Vous venez d’être élu président de l’IPDoP-Côte d’Ivoire pour un mandat de cinq ans à la suite d’une Assemblée générale. Pourquoi avoir mis sur pied cette plateforme?
Initiative pour la Protection des Données à Caractère Personnel en Côte d’Ivoire (IPDoP-Côte d’Ivoire) est une action du projet de protection des données à caractère personnel de l’Afrique de l’Ouest initié par l’Association sénégalaise des usagers des Tic (ASUTIC) et dont la Ligue ivoirienne des droits de l’Homme (LIDHO) est en charge en Côte d’Ivoire. Cette plateforme est une réponse des organisations de la société civile ivoirienne pour défendre, protéger et promouvoir la protection des données personnelles.
Y-a-t-il danger concernant la collecte des données à caractère personnel?
Les dangers inhérents à la collecte des données personnelles sont pour l’essentiel de trois ordres : le ciblage, c’est-à-dire catégoriser un groupe d’individus afin de mener des actions individuelles ou collectives à leur encontre ; l’usurpation d’identité, c’est le fait de se faire passer pour un individu qu’on est pas et poser des actes répréhensibles ; quant au chantage, il consiste à faire pression sur un individu sur la base d’informations intimes ou confidentielles en vue d’en tirer un quelconque profit.
Qu’allez-vous faire comme actions sur le terrain?
IPDoP-Côte d’Ivoire est organisée en réseau pour faire des plaidoyers auprès des autorités compétentes en vue de la ratification des instruments internationaux de protection des données à caractère personnel notamment la convention de Malabo et la convention de Budapest. Il s’agit également de mener des activités de large sensibilisation et de formation en faveur de l’ensemble des couches de la population vivant en Côte d’Ivoire ; et enfin de fédérer toutes les actions de la société civile afin d’effectuer un contrôle citoyen coordonné de la politique nationale de protection des données à caractère personnel.

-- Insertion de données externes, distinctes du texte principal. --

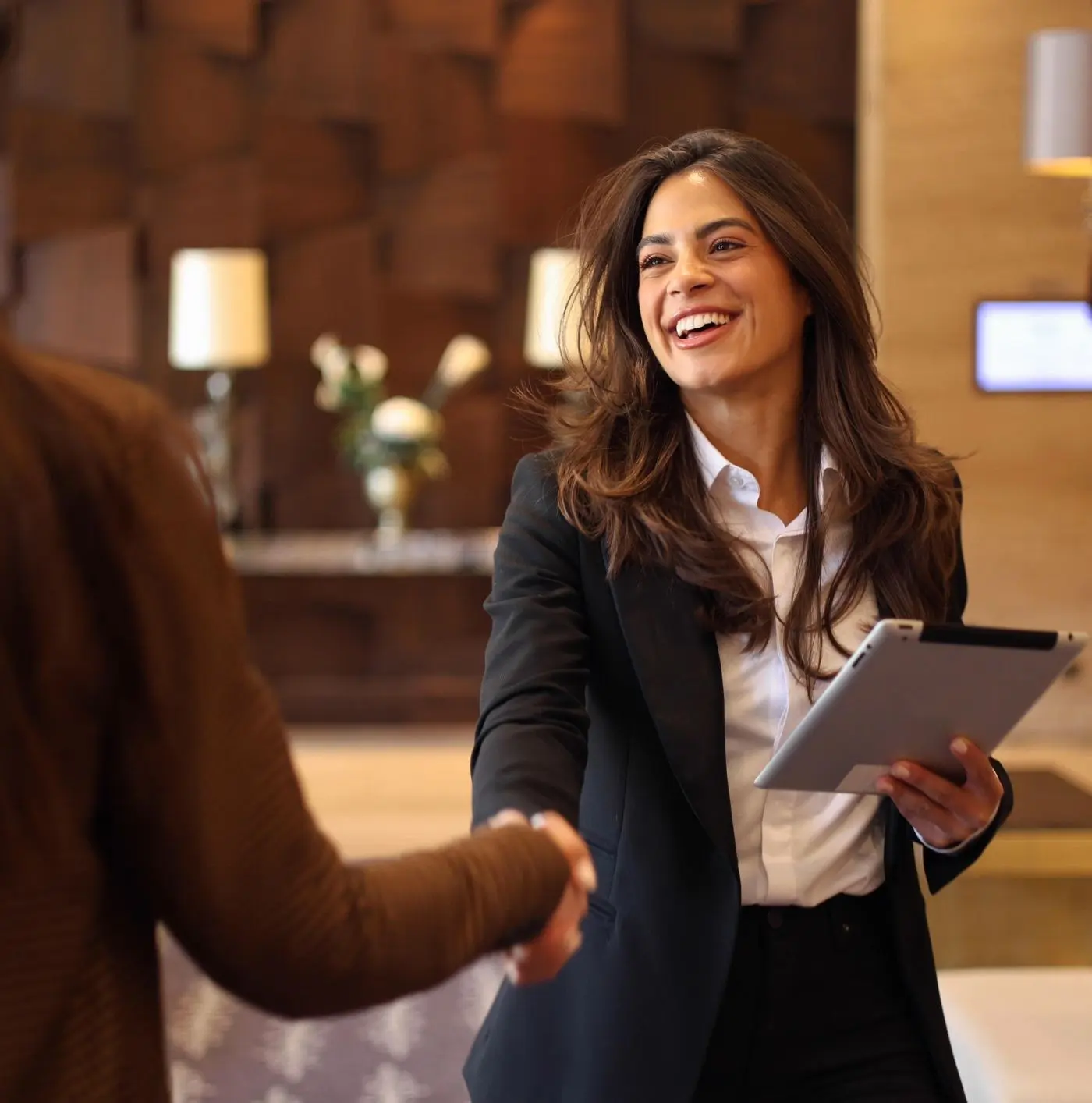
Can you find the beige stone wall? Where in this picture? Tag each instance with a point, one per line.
(948, 216)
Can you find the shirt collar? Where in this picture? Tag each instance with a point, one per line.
(714, 466)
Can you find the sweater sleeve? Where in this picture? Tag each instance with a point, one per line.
(207, 821)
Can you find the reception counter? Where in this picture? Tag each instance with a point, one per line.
(349, 630)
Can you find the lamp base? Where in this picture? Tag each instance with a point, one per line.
(214, 429)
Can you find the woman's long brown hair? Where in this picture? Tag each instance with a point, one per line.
(626, 469)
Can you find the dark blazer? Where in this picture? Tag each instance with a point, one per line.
(604, 700)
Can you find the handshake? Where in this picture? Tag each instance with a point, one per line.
(542, 959)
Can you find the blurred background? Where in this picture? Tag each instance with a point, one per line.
(385, 175)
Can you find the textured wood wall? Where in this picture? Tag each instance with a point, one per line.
(950, 216)
(399, 160)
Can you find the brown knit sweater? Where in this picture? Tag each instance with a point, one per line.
(197, 821)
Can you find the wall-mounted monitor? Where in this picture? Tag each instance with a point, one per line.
(1033, 346)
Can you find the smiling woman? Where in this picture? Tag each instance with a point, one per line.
(732, 500)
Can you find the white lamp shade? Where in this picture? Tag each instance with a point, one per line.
(1058, 140)
(220, 309)
(553, 278)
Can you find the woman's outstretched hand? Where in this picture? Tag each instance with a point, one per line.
(543, 958)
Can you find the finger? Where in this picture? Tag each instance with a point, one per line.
(982, 777)
(934, 823)
(960, 802)
(506, 817)
(543, 959)
(939, 790)
(572, 845)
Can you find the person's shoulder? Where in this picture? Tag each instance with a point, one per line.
(128, 410)
(537, 469)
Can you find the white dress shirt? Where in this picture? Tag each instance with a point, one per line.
(793, 849)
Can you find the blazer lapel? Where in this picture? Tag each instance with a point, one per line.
(679, 668)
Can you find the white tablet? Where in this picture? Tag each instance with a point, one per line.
(907, 690)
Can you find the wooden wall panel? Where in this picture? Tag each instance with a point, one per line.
(704, 94)
(79, 298)
(414, 328)
(229, 27)
(446, 239)
(76, 55)
(823, 151)
(69, 173)
(321, 60)
(697, 27)
(314, 173)
(548, 165)
(193, 107)
(324, 282)
(469, 27)
(566, 60)
(434, 107)
(950, 216)
(802, 60)
(399, 159)
(8, 287)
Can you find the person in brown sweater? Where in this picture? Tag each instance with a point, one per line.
(146, 778)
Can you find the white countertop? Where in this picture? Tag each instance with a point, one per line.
(417, 552)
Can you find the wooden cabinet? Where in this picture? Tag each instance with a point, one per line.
(351, 632)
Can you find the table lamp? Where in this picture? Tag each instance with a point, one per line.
(551, 280)
(218, 324)
(1058, 135)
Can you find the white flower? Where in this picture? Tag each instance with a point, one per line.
(322, 346)
(404, 420)
(463, 360)
(370, 363)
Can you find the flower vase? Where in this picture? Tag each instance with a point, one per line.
(391, 491)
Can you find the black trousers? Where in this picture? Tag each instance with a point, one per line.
(815, 1009)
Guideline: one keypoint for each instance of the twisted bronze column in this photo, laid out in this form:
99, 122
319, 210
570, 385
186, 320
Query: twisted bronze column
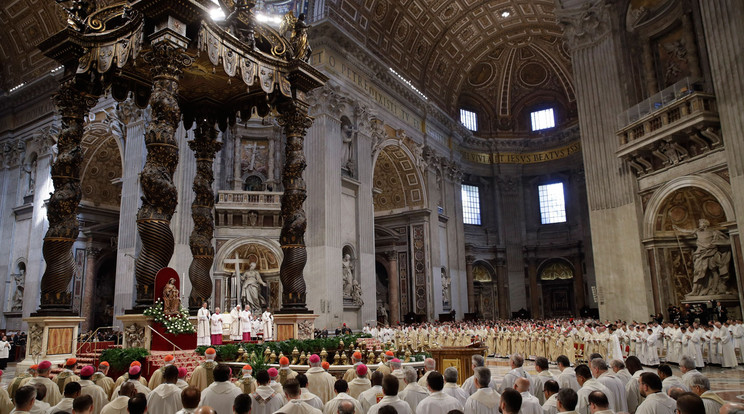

Quelles précautions doit prendre le citoyen pour éviter que ses données personnelles ne soient pas manipulées à des fins dangereuses pour sa sécurité?
La première protection du citoyen doit être assurée par l’Etat en votant des lois pour la protection des données à caractère personnel. Je dois vous avouer que le dispositif légal en Côte d’Ivoire est bien en place, conforme aux textes internationaux, mais les résultats sur le terrain sont mitigés. Il devient impérieux de le faire évoluer et d’améliorer son application. Car, de nombreuses données personnelles collectées aussi bien par des structures étatiques que privées sont exposées sur internet et dans divers lieux publics sans l’autorisation des concernés. Cette pratique est une violation de la loi sur la protection des données à caractère personnel. Les organismes collecteurs doivent impérativement obtenir l’autorisation de l’ARTCI, le régulateur. Se pose alors la question de la collecte, de la conservation et de l’utilisation des données personnelles ainsi que l’efficacité du régulateur dans sa mission régalienne. Quant au citoyen, il doit comprendre que ces données d’identification lui sont propres et ne doivent être divulguées que si la loi le lui exige (CNI, Passeport, ouverture de compte, etc….). En aucune manière ou d’aucune façon, elles ne doivent être communiquées aussi bien sur les réseaux sociaux que dans des centres de collectes.
Avez-vous les moyens d’empêcher que les puissantes entreprises comme Wattsapp, Google, facebook ne nous espionnent?
Toute action de protection du citoyen doit partir de l’Etat qui est le principal garant de la souveraineté nationale. Ici, il s’agit de souveraineté numérique. Les nations du monde prennent des mesures pour protéger leurs données numériques qui font partie des ressources nationales. L’Etat de Côte d’Ivoire doit en faire de même. La ratification de la convention de Malabo et de Budapest évoquées plus haut garantit la souveraineté numérique des données nationales. Ainsi, la protection des données personnelles se fera de concert avec les autres Etats. Je rappelle que la Côte d’Ivoire n’a pas encore ratifié ces conventions. Elle expose de fait ses citoyens à des cyberattaques ou même à l’exploitation abusive de leurs données personnelles, et partant du patrimoine numérique national sans possibilité de recours.
Pour le citoyens, connaitre les bonnes pratiques de diffusion des données personnelles, militer au sein d’associations comme IPDoP-Côte d’Ivoire afin de mener des actions citoyennes pour protester contre l’exposition des données personnelles, de contester les Conditions générales d’utilisation (CGU) des applications, et de manifester pour le respect de la vie privé. Cela dépasse le cadre de l’individu et de l’état, mais concerne tous les citoyens du monde entier.